Google Exclusivity And DOJ’s Battle Over Search

Google Exclusivity And DOJ’s Battle Over Search

by  @lauriesullivan, September 9, 2022

Google Exclusivity And DOJ's Battle Over Search

Google pays billions of dollars to other companies — Apple, Samsung Electronics, etc. — to keep its search as the default option on phones and in browsers, something the Department of Justice (DOJ) believes creates an illegal dominance over the search market.

Deals like this ensure companies like Apple stay out of the search business. The practice has gone on for years. Google, at one point, paid Apple between $8 billion and $12 billion annually to appear as the default search engine on iPhones and other Apple devices, according to a law suit filed in 2020.

DOJ attorney Kenneth Dintzer didn’t disclose the amount Google spends to remain the default search engine on browsers and U.S. mobile phones, but described it as “enormous numbers,” reports Bloomberg.

“Google invests billions securing defaults, knowing people won’t change them,” Dintzer told Judge Amit Mehta during a hearing in Washington, admitting that Google buys “default exclusivity because defaults matter a lot.”

In 2019, Google began giving Android users in Europe a choice to select a provider to power a search box on their device’s home screen, and as the default in Chrome when installed. The changes complied with a competitive European Union ruling. The EU fined Google, saying it had an unfair advantage by pre-installing its Chrome browser and Google search app on Android smartphones and notebooks.

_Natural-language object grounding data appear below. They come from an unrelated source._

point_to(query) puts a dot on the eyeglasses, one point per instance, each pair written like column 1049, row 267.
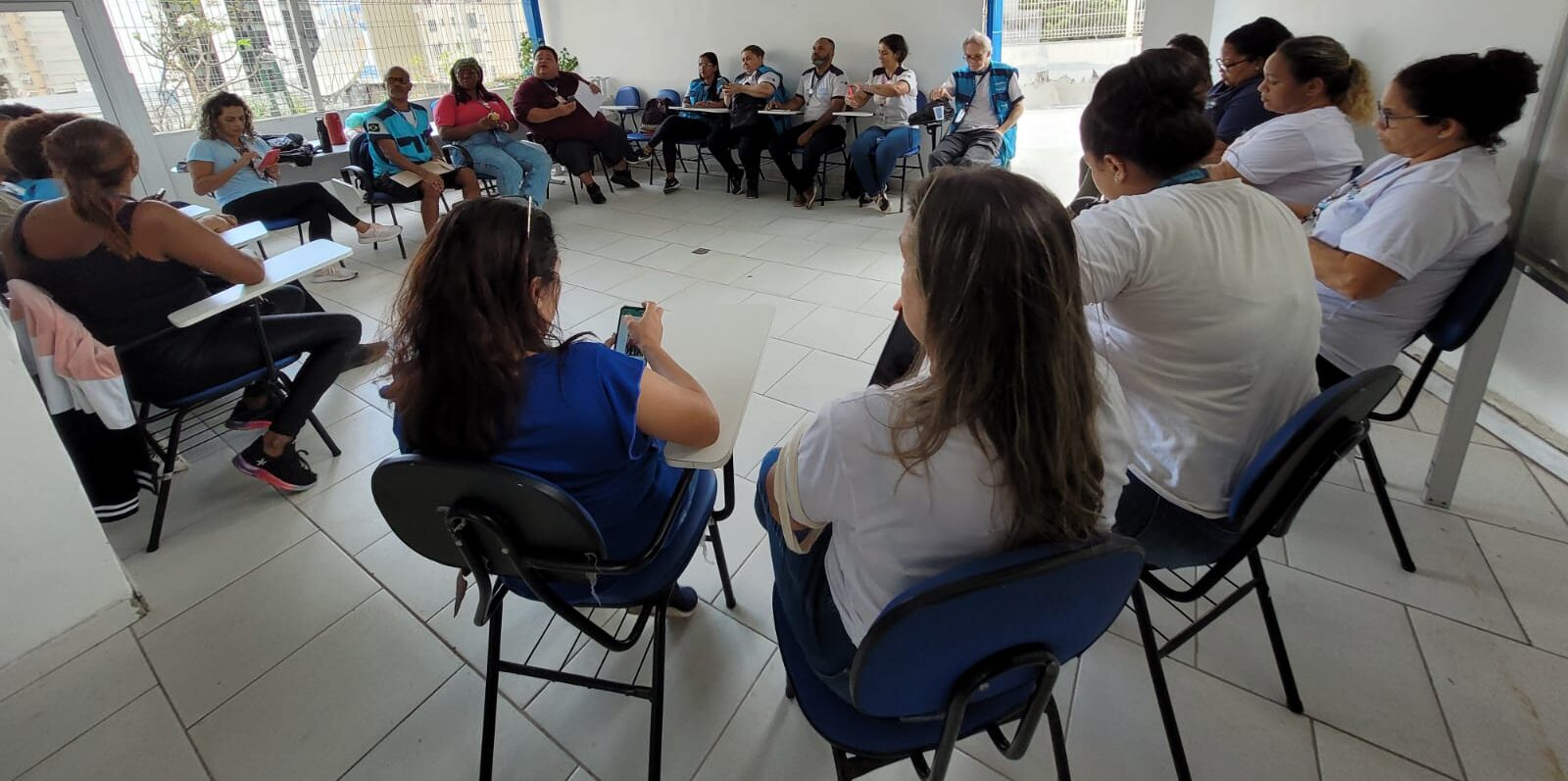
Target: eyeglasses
column 1385, row 117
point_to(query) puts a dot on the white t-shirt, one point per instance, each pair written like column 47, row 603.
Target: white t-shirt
column 819, row 90
column 1427, row 223
column 980, row 114
column 893, row 112
column 1201, row 298
column 891, row 529
column 1298, row 159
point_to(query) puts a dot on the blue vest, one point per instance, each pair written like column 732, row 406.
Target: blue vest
column 384, row 122
column 964, row 93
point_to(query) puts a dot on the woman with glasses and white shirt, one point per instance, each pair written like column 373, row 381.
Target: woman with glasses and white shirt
column 1309, row 149
column 1390, row 247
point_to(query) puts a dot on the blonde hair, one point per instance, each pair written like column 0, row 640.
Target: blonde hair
column 93, row 157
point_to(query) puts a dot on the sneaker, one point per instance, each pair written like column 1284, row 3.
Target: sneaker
column 286, row 472
column 245, row 417
column 380, row 232
column 334, row 273
column 365, row 355
column 624, row 179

The change gave users with a phone running the Android operating system and Chrome browser an option to customize and personalize their device, choose and change their search engine based on their preference.  It included selecting the apps to download.

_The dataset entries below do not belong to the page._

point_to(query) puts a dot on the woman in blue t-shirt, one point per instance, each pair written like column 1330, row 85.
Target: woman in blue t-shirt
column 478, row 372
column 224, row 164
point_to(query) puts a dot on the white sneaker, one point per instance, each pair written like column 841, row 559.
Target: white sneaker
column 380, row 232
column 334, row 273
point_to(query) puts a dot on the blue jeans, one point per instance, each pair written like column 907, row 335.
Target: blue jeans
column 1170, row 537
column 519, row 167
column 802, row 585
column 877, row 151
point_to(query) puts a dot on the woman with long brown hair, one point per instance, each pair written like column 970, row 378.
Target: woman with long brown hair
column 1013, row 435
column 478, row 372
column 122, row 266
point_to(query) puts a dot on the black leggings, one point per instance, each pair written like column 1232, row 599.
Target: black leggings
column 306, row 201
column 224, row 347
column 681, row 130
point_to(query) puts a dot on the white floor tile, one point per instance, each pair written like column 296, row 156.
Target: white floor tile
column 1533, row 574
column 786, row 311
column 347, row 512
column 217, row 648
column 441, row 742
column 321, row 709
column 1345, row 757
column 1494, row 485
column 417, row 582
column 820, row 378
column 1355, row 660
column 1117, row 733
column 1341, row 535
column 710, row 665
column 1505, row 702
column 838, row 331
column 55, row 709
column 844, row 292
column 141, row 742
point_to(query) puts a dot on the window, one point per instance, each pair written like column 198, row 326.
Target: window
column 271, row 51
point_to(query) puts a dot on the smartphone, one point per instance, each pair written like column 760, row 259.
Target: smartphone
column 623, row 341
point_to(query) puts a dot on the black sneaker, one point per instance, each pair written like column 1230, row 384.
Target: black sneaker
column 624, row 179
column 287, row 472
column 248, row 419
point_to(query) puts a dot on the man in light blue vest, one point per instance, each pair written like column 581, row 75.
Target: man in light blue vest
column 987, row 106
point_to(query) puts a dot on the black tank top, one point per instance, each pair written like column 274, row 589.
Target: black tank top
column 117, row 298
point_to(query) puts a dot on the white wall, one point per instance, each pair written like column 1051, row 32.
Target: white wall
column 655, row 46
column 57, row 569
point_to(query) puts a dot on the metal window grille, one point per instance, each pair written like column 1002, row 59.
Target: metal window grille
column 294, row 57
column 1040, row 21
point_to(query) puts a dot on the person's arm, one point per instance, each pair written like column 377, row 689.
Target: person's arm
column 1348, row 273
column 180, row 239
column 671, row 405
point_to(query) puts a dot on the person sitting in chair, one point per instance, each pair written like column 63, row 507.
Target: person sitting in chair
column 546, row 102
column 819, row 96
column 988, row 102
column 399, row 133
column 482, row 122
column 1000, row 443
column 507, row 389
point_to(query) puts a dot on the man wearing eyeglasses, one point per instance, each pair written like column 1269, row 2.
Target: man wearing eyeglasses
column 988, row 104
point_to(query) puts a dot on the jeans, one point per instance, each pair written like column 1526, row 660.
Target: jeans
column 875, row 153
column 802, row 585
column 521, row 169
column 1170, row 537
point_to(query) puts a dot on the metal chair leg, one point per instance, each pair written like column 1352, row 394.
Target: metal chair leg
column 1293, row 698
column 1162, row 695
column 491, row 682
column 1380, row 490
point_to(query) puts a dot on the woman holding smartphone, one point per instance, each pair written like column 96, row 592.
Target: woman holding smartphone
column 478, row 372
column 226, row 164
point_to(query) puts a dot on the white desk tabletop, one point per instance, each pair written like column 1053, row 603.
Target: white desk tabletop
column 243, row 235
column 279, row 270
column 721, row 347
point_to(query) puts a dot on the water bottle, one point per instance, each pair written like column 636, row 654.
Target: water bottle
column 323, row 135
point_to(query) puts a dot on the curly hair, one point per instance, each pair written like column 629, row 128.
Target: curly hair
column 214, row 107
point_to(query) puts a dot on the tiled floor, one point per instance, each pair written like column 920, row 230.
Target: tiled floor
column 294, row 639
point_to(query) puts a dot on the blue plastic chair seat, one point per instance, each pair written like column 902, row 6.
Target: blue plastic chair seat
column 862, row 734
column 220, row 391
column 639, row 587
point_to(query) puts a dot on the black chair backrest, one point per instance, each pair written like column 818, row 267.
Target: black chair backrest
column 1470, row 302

Google, for example, added private, decentralized search engine Presearch as a default option on all new and factory-reset Android devices in the U.K. and Europe.

Since Google added Presearch 2021, its daily searches have grown from about 200,000 a day to more than 4 million, said Alex Carrabre, head of growth at Presearch. “At the peak it was 6 million per day in the past 20 months,” he said. “It’s just in the Europe economic area.”

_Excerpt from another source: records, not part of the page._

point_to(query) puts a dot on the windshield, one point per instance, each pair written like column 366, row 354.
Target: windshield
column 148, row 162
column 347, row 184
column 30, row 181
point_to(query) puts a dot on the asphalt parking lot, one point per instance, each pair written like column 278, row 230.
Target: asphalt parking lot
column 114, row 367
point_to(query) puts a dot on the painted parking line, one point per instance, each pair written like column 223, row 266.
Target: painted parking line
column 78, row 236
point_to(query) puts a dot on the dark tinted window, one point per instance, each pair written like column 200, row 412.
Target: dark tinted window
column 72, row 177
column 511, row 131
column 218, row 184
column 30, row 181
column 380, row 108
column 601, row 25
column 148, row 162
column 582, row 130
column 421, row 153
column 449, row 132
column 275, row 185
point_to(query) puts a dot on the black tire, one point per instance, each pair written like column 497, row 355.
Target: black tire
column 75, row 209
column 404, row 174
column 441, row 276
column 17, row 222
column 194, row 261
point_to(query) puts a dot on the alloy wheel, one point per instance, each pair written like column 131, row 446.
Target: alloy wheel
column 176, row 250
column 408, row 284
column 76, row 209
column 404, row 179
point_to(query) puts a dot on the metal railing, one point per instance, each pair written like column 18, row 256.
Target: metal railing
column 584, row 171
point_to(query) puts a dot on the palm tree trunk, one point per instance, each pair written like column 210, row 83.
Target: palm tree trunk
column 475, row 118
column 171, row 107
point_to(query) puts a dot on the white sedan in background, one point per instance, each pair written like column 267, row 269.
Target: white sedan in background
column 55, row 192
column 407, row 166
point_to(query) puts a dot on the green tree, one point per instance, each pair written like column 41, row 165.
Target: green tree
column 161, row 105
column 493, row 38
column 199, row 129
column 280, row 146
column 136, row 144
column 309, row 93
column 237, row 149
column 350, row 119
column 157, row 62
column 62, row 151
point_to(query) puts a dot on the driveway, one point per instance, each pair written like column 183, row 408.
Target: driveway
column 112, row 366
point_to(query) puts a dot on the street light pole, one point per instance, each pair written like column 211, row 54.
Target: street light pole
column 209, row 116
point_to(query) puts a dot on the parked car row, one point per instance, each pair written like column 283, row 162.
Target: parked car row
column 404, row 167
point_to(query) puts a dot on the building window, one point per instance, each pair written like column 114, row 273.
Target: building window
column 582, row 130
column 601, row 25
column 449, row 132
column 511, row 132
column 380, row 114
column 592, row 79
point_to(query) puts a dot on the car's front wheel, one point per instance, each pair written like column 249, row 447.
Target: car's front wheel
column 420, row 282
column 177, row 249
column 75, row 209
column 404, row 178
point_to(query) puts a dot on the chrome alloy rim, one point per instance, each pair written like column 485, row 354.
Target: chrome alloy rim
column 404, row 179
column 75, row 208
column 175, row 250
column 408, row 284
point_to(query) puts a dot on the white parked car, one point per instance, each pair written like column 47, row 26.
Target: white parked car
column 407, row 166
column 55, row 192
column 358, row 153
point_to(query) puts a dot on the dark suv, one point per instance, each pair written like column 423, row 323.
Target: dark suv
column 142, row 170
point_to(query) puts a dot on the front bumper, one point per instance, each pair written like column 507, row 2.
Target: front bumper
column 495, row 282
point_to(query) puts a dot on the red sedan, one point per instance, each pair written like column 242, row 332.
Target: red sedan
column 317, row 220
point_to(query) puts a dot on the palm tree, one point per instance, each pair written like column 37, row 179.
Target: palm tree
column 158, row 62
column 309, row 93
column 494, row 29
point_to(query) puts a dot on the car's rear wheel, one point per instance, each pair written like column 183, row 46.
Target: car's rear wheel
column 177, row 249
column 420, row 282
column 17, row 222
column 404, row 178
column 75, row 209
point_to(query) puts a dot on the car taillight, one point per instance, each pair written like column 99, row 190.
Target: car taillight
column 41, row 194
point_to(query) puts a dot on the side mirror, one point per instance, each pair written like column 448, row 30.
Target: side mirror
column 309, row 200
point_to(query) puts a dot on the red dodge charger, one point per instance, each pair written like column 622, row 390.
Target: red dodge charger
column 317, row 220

Carrabre estimates Android has about 70% of smartphone market share in Europe, which means there’s strong potential for the fledgling search engine to grow its user base.

Google’s private contracts with companies like Apple, and Samsung form the basis of the DOJ’s antitrust lawsuit, which alleges the company has sought to maintain its online search monopoly in violation of antitrust laws.

The trial isn’t expected to start until next year. Thursday’s hearing was a daylong tutorial where each side laid out its views on Google’s business.

Google pays billions of dollars to other companies to keep its search as the default option on phones and in browsers, something the Department of Justice believes creates an illegal dominance over the search market.